Natural disasters are very hindsight things; "We should have done X," and "I wish we'd have Y."
While they catch very few people by surprise, in almost every case you can't adequately prepare for most of them. In the best of cases all you can do is learn from going through one and apply that knowledge to the next one.
When I was a senior in high school, an F5 tornado blew through and around my hometown. We knew it could get bad. The weather forecast was pretty bleak. School dismissed early and the likelihood of tornadoes in Alabama in the spring is always closer to probable than it is to probably not. But a 31-mile-long, three-quarter of a mile wide tornado wasn't at the forefront of any of our minds. It killed 32 people, some of them my classmates. In 2011, another major tornado took a similar path and nearly pushed the entire City of Pleasant Grove off the map.
A tornado forecast in Alabama used to be white noise on television. What I learned from 1998 to 2011 was when the weather person said "tornado," pay attention. Whether it's an F0 or an F5, it's bad news. But other than just knowing what's going on, it's key to have a response plan. Sheltering in place is critical for your personal safety, but what do you do when you emerge from your bunker and you don't have power, running water, or any semblance of a place to live?
Florida is no stranger to hurricanes.
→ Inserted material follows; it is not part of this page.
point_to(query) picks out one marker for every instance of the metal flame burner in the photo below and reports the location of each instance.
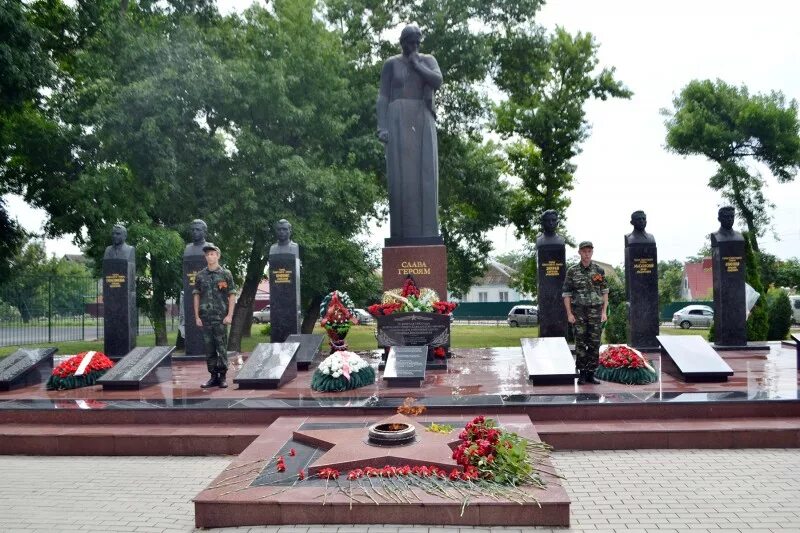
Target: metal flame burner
(392, 433)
More storms hit Florida than any other state in the U.S., yet when Hurricane Ian cut a swath through there was really no way to mitigate it or prepare for it in the physical sense, other than to get out of its way.
At the business level, a business continuity plan is a critical piece of your operations that should spell out protocols for every possible natural disaster.
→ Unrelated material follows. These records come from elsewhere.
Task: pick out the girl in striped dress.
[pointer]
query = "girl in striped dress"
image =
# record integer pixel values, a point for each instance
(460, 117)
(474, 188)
The Covid pandemic was a Baptism by fire. In December 2019, how many of your co-workers worked from home? How many just four months later? Few businesses had any rules or regulations in place on how to move entire office complexes of people into multiple homes in various cities and still have them work cohesively, and it all had to happen in a matter of days. It was an exercise of building the airplane while you're flying it.